Topband: Actual RF current measurements...
Dan Zimmerman N3OX
n3ox at n3ox.net
Sun Apr 19 13:44:40 PDT 2009
So I did a little experiment today.
I built a low-capacitance current meter much like the one at :
I used a plastic case meter.
I calibrated it to 1A full scale at 1.82MHz in the same way W8JI did, a
little wire-over-groundplane test fixture into a good dummy load, with 50W
applied according to a Bird meter.
I took it out to my my 160m antenna, a 60 foot base loaded wire vertical,
and ran the wire through it about a foot and a half above ground, sitting on
top of the plastic enclosure that houses my matching networks. I adjusted
the power output of my radio on keydown so that I hit my 1A deflection mark,
and found I needed about 17W (measured with the same power meter) to get 1A
17W gives 1A into 17 ohms.
So I fire up EZNEC, and look at a 60 foot wire vertical fed against MININEC
ground at 1.8MHz.

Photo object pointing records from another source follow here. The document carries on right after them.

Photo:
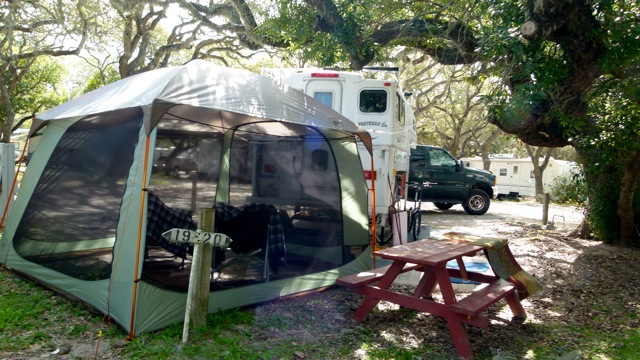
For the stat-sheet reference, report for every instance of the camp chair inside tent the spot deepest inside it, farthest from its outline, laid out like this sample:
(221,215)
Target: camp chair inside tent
(253,229)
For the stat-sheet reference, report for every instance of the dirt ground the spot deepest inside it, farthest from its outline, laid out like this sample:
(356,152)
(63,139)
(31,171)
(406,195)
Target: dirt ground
(587,285)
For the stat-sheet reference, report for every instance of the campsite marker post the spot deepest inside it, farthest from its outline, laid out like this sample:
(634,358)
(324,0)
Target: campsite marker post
(202,240)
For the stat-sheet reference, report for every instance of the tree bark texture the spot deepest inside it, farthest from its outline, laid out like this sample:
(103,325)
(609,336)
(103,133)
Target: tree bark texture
(628,234)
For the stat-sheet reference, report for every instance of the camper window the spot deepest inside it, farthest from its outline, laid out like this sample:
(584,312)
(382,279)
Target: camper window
(373,101)
(400,107)
(324,97)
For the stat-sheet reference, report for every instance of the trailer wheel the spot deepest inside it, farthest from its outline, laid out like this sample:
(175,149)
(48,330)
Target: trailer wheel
(477,203)
(443,206)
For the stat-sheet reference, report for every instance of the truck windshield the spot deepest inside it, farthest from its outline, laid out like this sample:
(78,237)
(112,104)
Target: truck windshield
(373,101)
(440,157)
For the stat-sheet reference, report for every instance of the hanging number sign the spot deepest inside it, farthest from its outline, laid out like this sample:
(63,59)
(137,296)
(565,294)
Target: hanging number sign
(176,235)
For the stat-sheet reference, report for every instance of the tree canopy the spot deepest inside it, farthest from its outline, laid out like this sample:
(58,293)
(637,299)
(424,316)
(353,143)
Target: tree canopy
(567,69)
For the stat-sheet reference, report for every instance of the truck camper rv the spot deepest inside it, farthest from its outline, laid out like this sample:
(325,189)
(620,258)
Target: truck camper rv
(374,100)
(516,176)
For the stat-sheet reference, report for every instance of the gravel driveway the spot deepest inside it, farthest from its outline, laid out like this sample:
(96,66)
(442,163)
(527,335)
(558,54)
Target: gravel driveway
(501,215)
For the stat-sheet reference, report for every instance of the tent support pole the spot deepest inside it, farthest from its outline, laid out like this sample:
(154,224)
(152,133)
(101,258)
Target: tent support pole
(373,211)
(132,332)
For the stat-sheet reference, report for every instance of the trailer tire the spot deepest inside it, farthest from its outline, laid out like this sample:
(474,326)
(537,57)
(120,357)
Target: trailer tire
(477,202)
(443,206)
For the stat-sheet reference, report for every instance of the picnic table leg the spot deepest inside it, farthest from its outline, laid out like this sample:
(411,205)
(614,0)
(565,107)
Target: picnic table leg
(460,339)
(426,285)
(444,282)
(385,282)
(516,306)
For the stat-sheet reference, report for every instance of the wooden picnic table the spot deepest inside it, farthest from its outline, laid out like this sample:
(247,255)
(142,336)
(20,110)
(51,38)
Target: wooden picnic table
(431,257)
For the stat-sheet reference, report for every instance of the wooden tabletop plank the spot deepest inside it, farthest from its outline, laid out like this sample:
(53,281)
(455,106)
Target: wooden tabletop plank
(429,252)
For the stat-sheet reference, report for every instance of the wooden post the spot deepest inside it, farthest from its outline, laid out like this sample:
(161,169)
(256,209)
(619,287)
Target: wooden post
(194,190)
(198,293)
(203,242)
(545,208)
(201,306)
(194,280)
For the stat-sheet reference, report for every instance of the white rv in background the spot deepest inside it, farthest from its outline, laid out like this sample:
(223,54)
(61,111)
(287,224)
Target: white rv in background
(378,105)
(515,177)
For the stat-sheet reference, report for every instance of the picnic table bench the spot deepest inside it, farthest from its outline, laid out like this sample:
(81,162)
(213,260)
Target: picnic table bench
(430,257)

Over effectively perfect ground, the feedpoint resistance
(including copper losses) should be about 5 ohms.
That gives me about 12 ohms unaccounted for, so it would seem like I could
tentatively conclude that my coil and ground loss is around 12 ohms.
Confounding factors would include things like shunt capacitance somewhere
above the meter changing my current distribution. I checked the most likely
culprit, my 20m Moxon , which passes just 4-5 feet from the vertical when
pointed North or South. I watched the meter as I rotated the Moxon around
and noted a small deflection that couldn't have been more than 50mA or so
(100mA is a lot on a 1A FS meter), though I don't have good tick marks on
the meter face yet. A quick check in EZNEC suggests something similar, that
the excitation levels of the Moxon and grounded feedline and mast conductors
with 1A flowing into the base of the big vertical are on the order of
50-60mA at worst.
The next closest interfering thing is probably the metal shed about 16 feet
away from the vertical, and houses 20-30 feet away.
And, a current measurement doesn't necessarily tell me how much of my signal
escapes my nearfield mess here, given that my vertical is in a suburban
backyard with houses and whatever absorbing some energy, but I can't imagine
them having a huge effect on the base current.
So now my question:
What else am I not taking into account with this measurement? What can I and
can't I conclude about it?
It seems like the only thing that can majorly confound this sort of
measurement is if there's some serious displacement current leaving the wire
above the meter.
And unlike a feedpoint impedance measurement, this technique is not easy to
confound... the only thing that determines the radiated power (up to
absorbers that don't change the current appreciably) are the current
distribution on the antenna and the current going into the base.
So it seems like this is maybe better than taking a feedpoint impedance
measurement, and it's MUCH easier than taking a field strength measurement
for folks on small lots.
I hope to improve my measurement soon by actually checking the linearity of
my meter, marking it more visibly, and measuring the current distribution on
the first 30 feet or so of antenna, but I need a pair of binoculars.
But for now, what am I missing? It seems like maybe a better measurement
than NOTHING, and easier to do than actually measuring dB change in field
strength as you try different loading schemes or ground systems in your
Is it worth encouraging people to try to measure current carefully, or do
you think there are too many confounding errors to make it worthwhile?